Méditation en marchant

J’arrive à Saint-Jacques-de-Compostelle, en voiture cette fois, pour fêter le vingtième anniversaire de mon pèlerinage. Alors que je me trouvais à Puente La Reina, l’idée m’est venue de réaliser des soirées de signatures sans grande préparation : il suffisait de téléphoner à la prochaine ville où nous devions dormir, de demander que l’on mette une annonce dans la librairie locale, et j’y serais à l’heure fixée.

Cela a marché magnifiquement dans les petits villages, bien que cela exigeât un peu plus d’organisation dans de grandes villes, comme Saint-Jacques-de-Compostelle. J’ai eu un contact inattendu avec les lecteurs, et j’ai appris que des choses faites avec amour pouvaient trouver dans l’improvisation une grande alliée.

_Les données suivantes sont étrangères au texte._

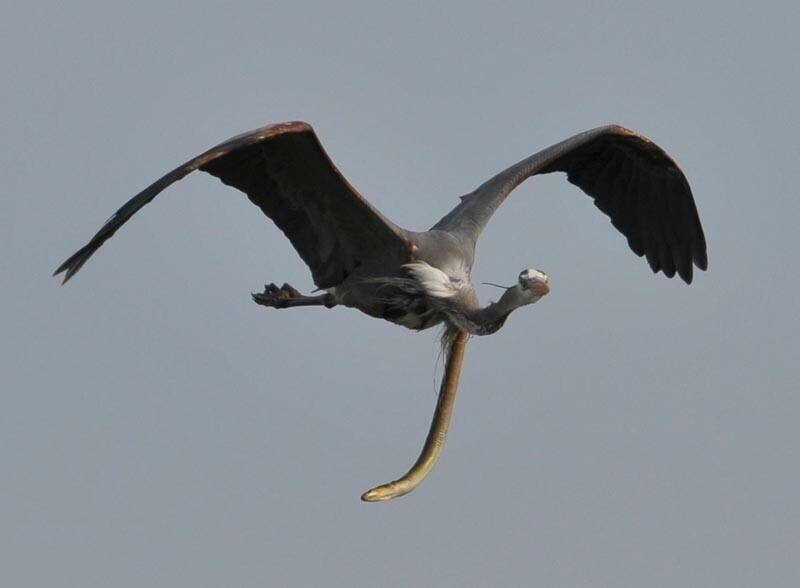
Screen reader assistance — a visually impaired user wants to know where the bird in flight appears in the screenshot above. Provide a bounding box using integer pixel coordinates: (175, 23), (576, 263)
(55, 121), (707, 501)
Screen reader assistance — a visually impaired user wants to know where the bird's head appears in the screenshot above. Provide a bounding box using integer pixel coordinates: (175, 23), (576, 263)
(449, 267), (550, 336)
(516, 268), (550, 304)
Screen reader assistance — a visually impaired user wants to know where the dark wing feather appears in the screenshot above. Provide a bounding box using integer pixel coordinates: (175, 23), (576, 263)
(433, 125), (707, 283)
(54, 122), (408, 288)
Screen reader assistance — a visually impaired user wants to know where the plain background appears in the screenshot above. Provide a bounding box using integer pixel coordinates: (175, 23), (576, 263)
(3, 1), (798, 586)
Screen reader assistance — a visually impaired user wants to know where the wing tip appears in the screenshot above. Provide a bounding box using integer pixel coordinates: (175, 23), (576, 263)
(671, 254), (708, 285)
(53, 244), (96, 285)
(694, 250), (709, 272)
(53, 257), (71, 284)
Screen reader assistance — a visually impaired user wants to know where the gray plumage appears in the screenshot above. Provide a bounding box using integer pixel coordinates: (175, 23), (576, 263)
(54, 121), (707, 335)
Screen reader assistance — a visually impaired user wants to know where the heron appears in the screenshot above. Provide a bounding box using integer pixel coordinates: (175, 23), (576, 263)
(54, 121), (707, 501)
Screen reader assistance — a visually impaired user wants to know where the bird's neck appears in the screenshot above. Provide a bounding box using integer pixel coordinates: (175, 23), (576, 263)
(447, 286), (528, 336)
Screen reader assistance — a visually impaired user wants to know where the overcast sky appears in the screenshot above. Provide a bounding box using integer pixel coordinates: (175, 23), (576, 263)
(3, 1), (799, 586)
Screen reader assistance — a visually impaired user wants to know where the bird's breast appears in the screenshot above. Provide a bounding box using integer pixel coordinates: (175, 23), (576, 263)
(380, 299), (444, 331)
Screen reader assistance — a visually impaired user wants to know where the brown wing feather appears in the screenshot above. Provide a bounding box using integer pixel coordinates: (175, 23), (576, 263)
(543, 129), (707, 282)
(433, 125), (707, 284)
(54, 122), (408, 288)
(197, 125), (407, 288)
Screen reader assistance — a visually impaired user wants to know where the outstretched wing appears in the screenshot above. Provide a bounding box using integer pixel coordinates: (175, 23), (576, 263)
(54, 121), (408, 288)
(433, 125), (707, 283)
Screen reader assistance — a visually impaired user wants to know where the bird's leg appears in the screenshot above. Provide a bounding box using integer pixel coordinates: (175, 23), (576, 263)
(361, 330), (469, 502)
(251, 283), (336, 309)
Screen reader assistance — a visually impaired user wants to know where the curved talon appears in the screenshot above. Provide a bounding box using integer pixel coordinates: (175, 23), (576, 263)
(252, 282), (300, 308)
(252, 283), (337, 310)
(279, 282), (302, 297)
(361, 330), (469, 502)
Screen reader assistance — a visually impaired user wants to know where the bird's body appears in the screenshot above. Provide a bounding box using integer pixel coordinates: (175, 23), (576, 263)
(322, 230), (472, 331)
(55, 120), (707, 501)
(326, 230), (510, 335)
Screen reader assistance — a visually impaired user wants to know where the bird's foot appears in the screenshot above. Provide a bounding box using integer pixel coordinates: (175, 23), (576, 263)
(252, 282), (303, 309)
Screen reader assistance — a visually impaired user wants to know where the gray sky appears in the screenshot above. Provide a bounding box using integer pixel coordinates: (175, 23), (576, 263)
(3, 1), (799, 586)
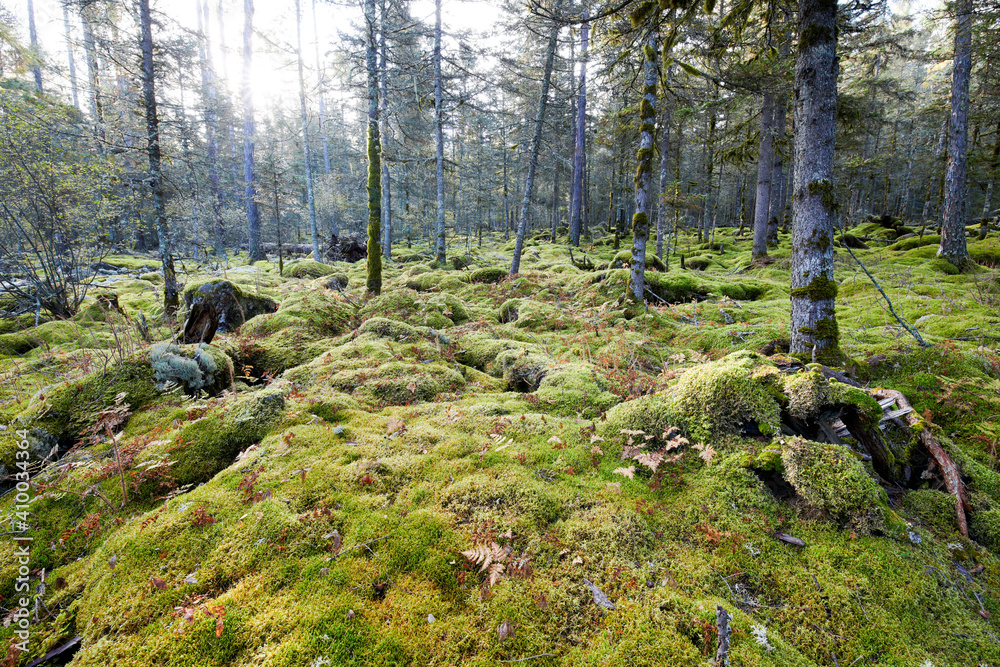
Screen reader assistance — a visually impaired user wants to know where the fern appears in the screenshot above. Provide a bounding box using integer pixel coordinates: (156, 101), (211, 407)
(461, 541), (509, 587)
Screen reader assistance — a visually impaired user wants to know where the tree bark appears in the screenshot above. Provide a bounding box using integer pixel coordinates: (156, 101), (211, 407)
(138, 0), (179, 316)
(768, 93), (787, 246)
(657, 64), (673, 262)
(752, 93), (776, 261)
(433, 0), (447, 264)
(510, 2), (561, 275)
(63, 4), (79, 109)
(938, 0), (973, 269)
(80, 7), (104, 152)
(197, 0), (226, 262)
(312, 0), (332, 176)
(295, 0), (321, 261)
(789, 0), (839, 361)
(569, 15), (589, 247)
(365, 0), (383, 293)
(27, 0), (42, 93)
(379, 0), (392, 261)
(629, 32), (658, 303)
(242, 0), (264, 262)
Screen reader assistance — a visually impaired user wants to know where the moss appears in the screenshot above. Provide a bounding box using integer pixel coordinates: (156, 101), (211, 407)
(781, 437), (886, 533)
(0, 330), (39, 354)
(888, 234), (941, 252)
(798, 24), (834, 53)
(668, 351), (783, 441)
(611, 250), (666, 272)
(358, 317), (422, 341)
(469, 267), (506, 284)
(166, 386), (286, 486)
(535, 362), (620, 417)
(182, 279), (277, 330)
(330, 360), (465, 405)
(902, 489), (960, 534)
(790, 274), (838, 301)
(359, 290), (420, 322)
(928, 257), (962, 275)
(782, 370), (881, 423)
(495, 347), (552, 392)
(139, 271), (163, 284)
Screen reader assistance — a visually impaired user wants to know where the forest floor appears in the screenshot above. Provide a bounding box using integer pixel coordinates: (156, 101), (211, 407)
(2, 221), (1000, 666)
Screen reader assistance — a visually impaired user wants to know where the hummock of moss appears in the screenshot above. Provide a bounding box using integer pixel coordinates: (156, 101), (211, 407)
(782, 368), (882, 423)
(281, 259), (337, 279)
(780, 436), (888, 534)
(182, 279), (277, 330)
(469, 266), (507, 284)
(610, 250), (667, 272)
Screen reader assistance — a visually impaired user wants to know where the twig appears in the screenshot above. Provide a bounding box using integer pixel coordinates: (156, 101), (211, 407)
(715, 606), (731, 666)
(498, 654), (556, 664)
(841, 243), (928, 347)
(327, 534), (390, 560)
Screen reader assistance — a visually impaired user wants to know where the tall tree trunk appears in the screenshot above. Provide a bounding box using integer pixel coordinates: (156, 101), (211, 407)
(218, 0), (244, 207)
(295, 0), (321, 261)
(657, 64), (673, 262)
(242, 0), (264, 262)
(27, 0), (42, 93)
(510, 1), (561, 275)
(198, 0), (226, 262)
(433, 0), (447, 264)
(768, 92), (787, 246)
(550, 160), (560, 239)
(939, 0), (973, 269)
(80, 7), (104, 151)
(312, 0), (332, 175)
(629, 32), (658, 303)
(790, 0), (839, 361)
(139, 0), (178, 316)
(365, 0), (383, 293)
(752, 93), (776, 261)
(569, 15), (589, 247)
(379, 0), (392, 260)
(63, 4), (79, 108)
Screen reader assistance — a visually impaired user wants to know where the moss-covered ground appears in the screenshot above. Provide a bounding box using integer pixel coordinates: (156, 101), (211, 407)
(1, 229), (999, 666)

Saint-Jacques était maintenant devant moi. Et quelques dizaines de kilomètres plus loin, l’océan Atlantique. Mais je suis décidé à poursuivre ces soirées de signatures improvisées, puisque j’ai l’intention de rester quatre-vingt-dix jours hors de chez moi.

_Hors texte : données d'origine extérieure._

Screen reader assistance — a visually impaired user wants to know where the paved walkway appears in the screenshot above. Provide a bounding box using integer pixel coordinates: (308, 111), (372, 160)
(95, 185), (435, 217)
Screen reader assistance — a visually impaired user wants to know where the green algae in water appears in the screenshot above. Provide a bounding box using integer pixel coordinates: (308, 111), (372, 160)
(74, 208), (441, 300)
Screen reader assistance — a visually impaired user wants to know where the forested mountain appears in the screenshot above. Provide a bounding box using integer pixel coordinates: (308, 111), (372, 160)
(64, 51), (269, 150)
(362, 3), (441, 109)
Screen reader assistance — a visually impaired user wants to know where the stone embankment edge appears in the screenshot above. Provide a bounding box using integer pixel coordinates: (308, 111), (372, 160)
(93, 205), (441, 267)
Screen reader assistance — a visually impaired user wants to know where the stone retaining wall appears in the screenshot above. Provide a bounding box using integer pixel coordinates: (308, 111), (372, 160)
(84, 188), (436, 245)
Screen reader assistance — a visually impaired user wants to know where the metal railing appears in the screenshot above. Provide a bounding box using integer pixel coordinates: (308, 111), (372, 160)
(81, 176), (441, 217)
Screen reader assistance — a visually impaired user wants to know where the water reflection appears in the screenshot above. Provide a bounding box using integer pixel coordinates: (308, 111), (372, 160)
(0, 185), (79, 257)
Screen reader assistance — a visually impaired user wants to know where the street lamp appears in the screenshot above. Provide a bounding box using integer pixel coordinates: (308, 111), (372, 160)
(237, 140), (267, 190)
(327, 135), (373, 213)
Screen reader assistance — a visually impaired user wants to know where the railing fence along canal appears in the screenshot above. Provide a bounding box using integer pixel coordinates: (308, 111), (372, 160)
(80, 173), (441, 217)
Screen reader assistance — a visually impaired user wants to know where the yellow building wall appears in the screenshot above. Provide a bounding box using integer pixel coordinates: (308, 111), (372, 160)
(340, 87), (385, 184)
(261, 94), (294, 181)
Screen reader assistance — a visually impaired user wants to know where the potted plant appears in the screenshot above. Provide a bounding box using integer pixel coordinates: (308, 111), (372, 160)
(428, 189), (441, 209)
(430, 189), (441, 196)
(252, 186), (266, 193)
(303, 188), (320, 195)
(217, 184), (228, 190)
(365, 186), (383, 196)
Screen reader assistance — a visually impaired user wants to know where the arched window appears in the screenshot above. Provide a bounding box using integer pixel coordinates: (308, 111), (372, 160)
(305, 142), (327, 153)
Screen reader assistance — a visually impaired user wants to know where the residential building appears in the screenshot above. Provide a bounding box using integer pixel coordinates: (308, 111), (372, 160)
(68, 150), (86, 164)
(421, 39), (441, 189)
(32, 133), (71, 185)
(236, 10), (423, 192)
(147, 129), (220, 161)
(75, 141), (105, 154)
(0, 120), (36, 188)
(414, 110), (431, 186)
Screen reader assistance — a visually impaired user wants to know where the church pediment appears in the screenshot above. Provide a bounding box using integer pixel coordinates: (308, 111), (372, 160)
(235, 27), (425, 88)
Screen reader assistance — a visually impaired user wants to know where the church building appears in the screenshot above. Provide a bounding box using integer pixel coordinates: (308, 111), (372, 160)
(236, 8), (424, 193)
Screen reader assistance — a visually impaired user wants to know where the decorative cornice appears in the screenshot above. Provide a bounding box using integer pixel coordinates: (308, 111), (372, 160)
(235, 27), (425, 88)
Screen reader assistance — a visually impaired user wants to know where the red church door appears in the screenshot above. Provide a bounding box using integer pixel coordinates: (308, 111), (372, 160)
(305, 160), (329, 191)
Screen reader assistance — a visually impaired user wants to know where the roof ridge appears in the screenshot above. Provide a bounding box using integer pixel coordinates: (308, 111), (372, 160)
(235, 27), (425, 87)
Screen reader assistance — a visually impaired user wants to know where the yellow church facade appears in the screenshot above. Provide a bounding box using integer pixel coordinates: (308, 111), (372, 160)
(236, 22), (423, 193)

Et comme je ne prétends pas traverser l’océan en ce moment, dois-je aller à droite (Santander, Pays basque) ou à gauche (Guimarães, Portugal) ?

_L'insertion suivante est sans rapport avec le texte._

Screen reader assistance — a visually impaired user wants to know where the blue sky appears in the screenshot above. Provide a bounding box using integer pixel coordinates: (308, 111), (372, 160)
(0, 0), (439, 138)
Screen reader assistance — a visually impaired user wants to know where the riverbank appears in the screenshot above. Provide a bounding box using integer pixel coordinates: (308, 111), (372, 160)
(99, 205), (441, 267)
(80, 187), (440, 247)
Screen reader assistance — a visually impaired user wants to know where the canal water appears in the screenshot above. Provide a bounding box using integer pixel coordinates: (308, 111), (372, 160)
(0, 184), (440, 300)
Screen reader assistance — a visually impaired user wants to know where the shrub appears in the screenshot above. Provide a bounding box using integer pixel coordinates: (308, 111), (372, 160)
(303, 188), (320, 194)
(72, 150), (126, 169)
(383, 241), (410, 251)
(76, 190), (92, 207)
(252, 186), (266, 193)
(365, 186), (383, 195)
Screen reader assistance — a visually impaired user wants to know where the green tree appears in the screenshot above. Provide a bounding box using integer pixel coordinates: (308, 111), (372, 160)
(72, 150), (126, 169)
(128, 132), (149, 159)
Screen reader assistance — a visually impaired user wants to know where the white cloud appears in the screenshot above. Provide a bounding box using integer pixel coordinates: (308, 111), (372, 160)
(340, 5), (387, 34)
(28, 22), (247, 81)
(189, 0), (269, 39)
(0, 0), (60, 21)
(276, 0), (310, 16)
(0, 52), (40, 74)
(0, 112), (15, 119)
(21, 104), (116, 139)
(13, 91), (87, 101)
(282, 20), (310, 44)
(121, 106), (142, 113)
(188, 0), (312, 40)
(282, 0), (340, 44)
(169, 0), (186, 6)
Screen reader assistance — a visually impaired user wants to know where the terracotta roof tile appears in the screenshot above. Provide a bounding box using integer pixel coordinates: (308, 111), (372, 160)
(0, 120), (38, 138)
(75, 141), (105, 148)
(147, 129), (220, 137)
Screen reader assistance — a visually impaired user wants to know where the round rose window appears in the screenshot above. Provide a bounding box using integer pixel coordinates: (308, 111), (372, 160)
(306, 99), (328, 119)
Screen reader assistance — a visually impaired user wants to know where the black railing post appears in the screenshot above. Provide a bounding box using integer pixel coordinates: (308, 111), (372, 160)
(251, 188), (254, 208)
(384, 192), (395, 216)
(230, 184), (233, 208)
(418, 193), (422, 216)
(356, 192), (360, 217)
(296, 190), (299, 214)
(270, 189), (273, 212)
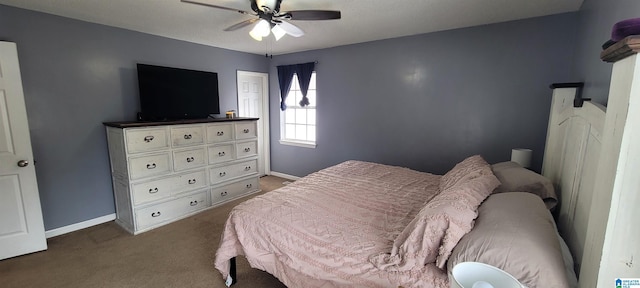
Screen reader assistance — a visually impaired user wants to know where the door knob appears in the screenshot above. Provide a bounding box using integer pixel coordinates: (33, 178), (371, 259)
(17, 160), (29, 167)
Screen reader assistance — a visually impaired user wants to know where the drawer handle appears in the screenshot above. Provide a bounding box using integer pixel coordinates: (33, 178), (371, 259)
(151, 211), (161, 217)
(149, 187), (159, 194)
(144, 135), (154, 142)
(219, 171), (226, 177)
(146, 163), (156, 169)
(244, 166), (251, 171)
(243, 128), (249, 133)
(217, 131), (224, 136)
(246, 183), (252, 189)
(244, 147), (251, 152)
(186, 157), (195, 163)
(218, 151), (226, 157)
(184, 134), (192, 140)
(188, 179), (196, 184)
(190, 200), (198, 206)
(221, 191), (228, 197)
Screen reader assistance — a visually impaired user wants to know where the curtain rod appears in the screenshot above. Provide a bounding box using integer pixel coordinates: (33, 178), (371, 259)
(275, 61), (318, 66)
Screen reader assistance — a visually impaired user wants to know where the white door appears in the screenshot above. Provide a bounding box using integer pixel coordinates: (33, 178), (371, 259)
(237, 71), (269, 176)
(0, 42), (47, 260)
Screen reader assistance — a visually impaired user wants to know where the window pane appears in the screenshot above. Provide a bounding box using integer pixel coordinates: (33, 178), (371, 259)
(285, 124), (296, 139)
(294, 92), (302, 107)
(307, 126), (316, 141)
(295, 109), (307, 125)
(285, 109), (296, 124)
(305, 90), (316, 107)
(285, 92), (296, 107)
(307, 109), (316, 125)
(295, 125), (306, 141)
(309, 74), (316, 88)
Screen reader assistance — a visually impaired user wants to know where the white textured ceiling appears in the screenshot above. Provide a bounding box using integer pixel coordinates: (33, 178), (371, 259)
(0, 0), (584, 55)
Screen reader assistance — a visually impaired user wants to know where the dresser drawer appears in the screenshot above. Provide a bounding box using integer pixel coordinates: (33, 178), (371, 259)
(208, 144), (235, 164)
(209, 159), (258, 185)
(136, 200), (178, 230)
(235, 122), (257, 140)
(136, 190), (210, 230)
(171, 125), (204, 147)
(206, 123), (234, 143)
(236, 140), (257, 159)
(131, 177), (173, 205)
(125, 128), (169, 153)
(177, 191), (210, 217)
(174, 170), (207, 193)
(129, 152), (171, 180)
(234, 159), (258, 178)
(209, 165), (233, 184)
(173, 147), (207, 171)
(211, 177), (260, 204)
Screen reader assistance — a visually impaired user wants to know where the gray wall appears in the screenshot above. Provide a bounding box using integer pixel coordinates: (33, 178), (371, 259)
(0, 5), (269, 230)
(269, 13), (578, 177)
(572, 0), (640, 105)
(2, 2), (608, 231)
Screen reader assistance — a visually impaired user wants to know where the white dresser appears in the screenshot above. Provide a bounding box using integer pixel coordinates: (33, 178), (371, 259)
(104, 118), (260, 234)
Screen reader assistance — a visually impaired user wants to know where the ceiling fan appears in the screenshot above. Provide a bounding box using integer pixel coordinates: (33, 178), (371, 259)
(181, 0), (341, 41)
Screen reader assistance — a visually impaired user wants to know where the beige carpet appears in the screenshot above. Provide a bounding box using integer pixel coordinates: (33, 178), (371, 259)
(0, 176), (290, 288)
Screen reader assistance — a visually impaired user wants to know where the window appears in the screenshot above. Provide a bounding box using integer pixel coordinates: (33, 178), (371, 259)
(280, 72), (316, 148)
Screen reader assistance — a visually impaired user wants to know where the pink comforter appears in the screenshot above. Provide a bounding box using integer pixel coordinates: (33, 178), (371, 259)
(214, 160), (450, 287)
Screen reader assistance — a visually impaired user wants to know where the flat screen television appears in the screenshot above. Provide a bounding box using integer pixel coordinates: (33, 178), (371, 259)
(137, 63), (220, 121)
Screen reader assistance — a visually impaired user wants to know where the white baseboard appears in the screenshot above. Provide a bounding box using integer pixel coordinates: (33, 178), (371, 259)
(44, 172), (298, 239)
(45, 213), (116, 238)
(268, 171), (300, 181)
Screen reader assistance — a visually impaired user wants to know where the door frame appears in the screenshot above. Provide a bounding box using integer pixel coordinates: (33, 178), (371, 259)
(236, 70), (270, 175)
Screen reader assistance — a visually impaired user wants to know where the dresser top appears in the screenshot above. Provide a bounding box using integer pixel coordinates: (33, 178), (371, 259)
(103, 117), (259, 128)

Mieux vaut laisser le destin choisir : nous entrons, ma femme et moi, dans un bar, et nous demandons à un homme qui est en train de prendre un café : « droite ou gauche ? » Il dit avec conviction que nous devons continuer à gauche – pensant peut-être que nous faisons allusion aux partis politiques.

Je téléphone à mon éditeur portugais. Il ne demande pas quelle est cette folie, il ne me reproche pas de le prévenir à la dernière minute. Deux heures plus tard, il m’appelle, dit qu’il a contacté les radios locales de Guimarães et Fatima, et que dans 24 heures je pourrai être avec mes lecteurs dans ces villes.

Tout se passe bien.

Et à Fatima, comme un signe, je reçois un cadeau d’une des personnes qui se trouvent là. Il s’agit des écrits d’un moine bouddhiste, Thich Nhat Hanh, intitulés « The long road to joy » (La longue route vers la joie). À partir de ce moment, avant de poursuivre ce voyage de 90 jours de par le monde, je me mets à lire tous les matins les sages paroles de Nhat Hanh, que je résume ici :

1] Vous êtes déjà arrivé. Alors, sentez le plaisir dans chaque pas, et ne soyez pas préoccupé par les choses que vous devez encore surmonter. Nous n’avons rien devant nous, seulement un chemin à parcourir à chaque moment avec joie. Quand nous pratiquons la méditation en pèlerinage, nous sommes toujours en train d’arriver, notre foyer est le moment actuel, et rien de plus.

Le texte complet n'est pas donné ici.